In his column this week, the editor-in-chief of the New Jersey Jewish News, Andrew Silow-Carroll, reflects on his decision to run an article about Dinnersmith, a new community kitchen in Maplewood, N.J., that “isn’t kosher” but accommodates those who “keep a lenient form of kashrut.”
How does a Jewish newspaper write about an establishment that is clearly nonkosher but goes out of its way to cater to a crowd that keeps a personal form of kashrut out of the home? More to the point, how does it write about it without really ticking off rabbinic authorities who demand that clear lines be drawn between what is certified kosher (that is, carries a hechsher from the local rabbinical council or national agency) and what isn’t?
Lets return to the Dinnersmith dilemma. Plenty of Jews go to nonkosher restaurants but observe what some call “kosher lite” — ranging from no pork or shellfish, to no meat or fowl, to eating cold foods only. Many of them keep kosher homes. (They’re the ones who never ask for doggie bags.)
By the Orthodox rabbis and many Conservative rabbis (but not all, as we’ll see) kosher lite is like being a little bit pregnant — or not pregnant, if you want to be technical, and if you care at all about kashrut, of course you do.
Silow-Carroll asserts that the deeper debate is between “Authority and Autonomy, the milk and meat of modernity.”
For many people, limiting the menu outside the home is a personal and, in some cases, a profound statement of Jewish identity, whether or not the restaurant carries a rabbinical certificate. When I started becoming observant in my 20s, one of the first things I began observing was kashrut, under the thesis that no matter what else I did or didn’t do Jewishly, I’d be making Jewish choices every time I put something in my mouth. I’ll eat in a nonkosher restaurant, but every time I pick and choose I remind myself and my tablemates that I belong to a people apart.

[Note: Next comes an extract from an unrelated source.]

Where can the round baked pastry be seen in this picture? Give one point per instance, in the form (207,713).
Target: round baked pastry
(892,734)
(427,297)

In the end, the N.J. Jewish News editor writes, the newspaper published the Dinnersmith article but left it to readers to make their own informed choices.
For the uninitiated, “the owners cover the counters in plastic” sounds like mere fastidiousness. For others, it’s code for “we’ll do all we can to keep your meal from touching another’s treif.”
We’ll also leave it to readers to debate whether it is better to help people do a mitzva as they define it, or only as the rabbis define it.